TL;DR

Favour narrow, task-specific tables. Make much more use of 1:1 relationships between tables where shared primary key values also act as foreign keys.

This is about transactional/OLTP, not analytic/OLAP tables

It’s very important to understand that I’m talking about everyday transactional databases, not analytic databases. The data design concerns for the latter are very different.

All the things about all the things

Every project where I didn’t do the data design has had a handful of main tables that were anywhere from pretty wide to utterly ridiculous. The most egregious was a heavily-traficked crucial piece of 24/7/365 EDI infrastructure. Their table for tracking those transactions was so wide, they’d run into the column limit on SQL Server.

Every users table I’ve ever seen is an example of this.

It’s understandable, though! Central tables describe central concerns, and you have to track a lot of information about your central concerns. What is the alternative?

The thing about central pieces of your data design is that they’re just about impossible to change in practice. So it’s really important to get them right.

So let’s talk about what’s wrong with wide tables.

Rows are the fundamental chunks

The problem is that your database stores data in rows. Each row of each table is stored as a contiguous chunk on disk somewhere. Whenever you access anything from a row, the database has to retrieve the entire row from disk.

That’s it. All of the issues with wide tables arise from this simple fact.

Consider authenticating a user. You will need to retrieve the user’s password hash based on their username or email. Something like that. Maybe you also need a salt column. The point is, you need very little information to authenticate your user. When you do this using your wide table with every damn thing in the world about your user, you force the database to retrieve and cache a bunch of information you don’t need.

Those extraneous data have very real costs: the rows are kept in fixed-size pages. The bigger the rows in the pages, the fewer rows fit in a page. Those rows are tracked in data structures. The more data that has to be kept in those data structures, the fewer the rows that will fit in the nodes of that data structure, the larger and deeper they have to be, and consequently the slower they are.

Everywhere that data is used, the bloated rows just slow everything down.

Now consider when you’re doing different things with that user. Maybe you’re evaluating some aggregate data about your users to send them carefully-targeted marketing emails. Now, the login information in the users table is extraneous bloat.

Keep data together that you use together.

The simple solution is to group the columns that you use together in their own tables. Have a user_auth table for login and authentication. user_communications for email and social meda ids. user_stats for statistics, and so on.

Two points:

joins are expensive, but not all that expensive on today’s fast ssds. And any cost is usually more than made up for by more efficient cache usage and smaller rows; and
the rows of these tables stand in a 1:1 relation to each other. The way to represent that is to use the same primary key in all these tables.
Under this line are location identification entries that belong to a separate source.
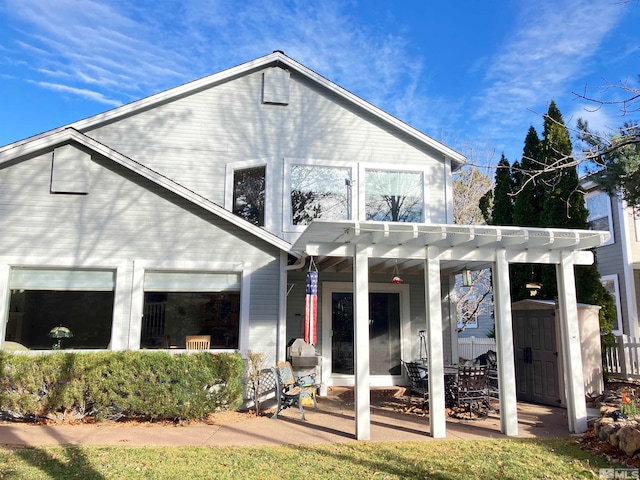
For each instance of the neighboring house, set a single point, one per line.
(199, 210)
(619, 256)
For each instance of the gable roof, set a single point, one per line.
(276, 58)
(46, 142)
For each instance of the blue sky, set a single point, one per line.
(474, 75)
The little-used 1:1 relationship

A primary key is a name. It designates a thing, whether an abstract thing within the data model or a real thing being modeled.

Names can be re-used. You won’t go to hell for it; I promise.

Here’s the magic thing that no-one ever seems to do: you can use the same primary key in different tables when those tables are about the same things. This is how you create multiple tables in a 1:1 relationship.

If you group your columns carefully, you won’t often have to, but you absolutely can join tables on their primary keys, if you ever need two chunks of information at the same time.

A primary key can also be a foreign key. In fact, you can create foreign key constraints between primary keys and it all works fine.

This sort of thing (Postgres):

create table
  user_logins(
    id bigint primary key generated always as identity,
    email text,
    password_hash text,
    salt text
);

create table
  user_communications(
    id bigint primary key references user_logins(id),
    twitter_id text,
    substack_id text
 );

  create table
    user_stats(
      id bigint primary key references user_logins(id),
      upvote_count int default 0,
      post_count int default 0
    );

It’s usually best to have one table you treat as primary, that must always exist, where you generate the shared primary key. It nearly always makes sense to use the login table for this. Then you have other tables reference the login table as in the example above.

Simplify your code

A lot of applications follow a Active Record pattern with a class that represents a table on disk. Note that if you follow this pattern, you will have smaller, simpler model classes.

If you think about it, these smaller tables and smaller model classes will be easier to understand and less duanting to change. Bonus!

Conclusion

That’s it! It’s a simple idea, it will make your databases faster and easier to deal with, and you should just do it. And even if you have some of these monstrous tables, you can start using the 1:1 table pattern in the future.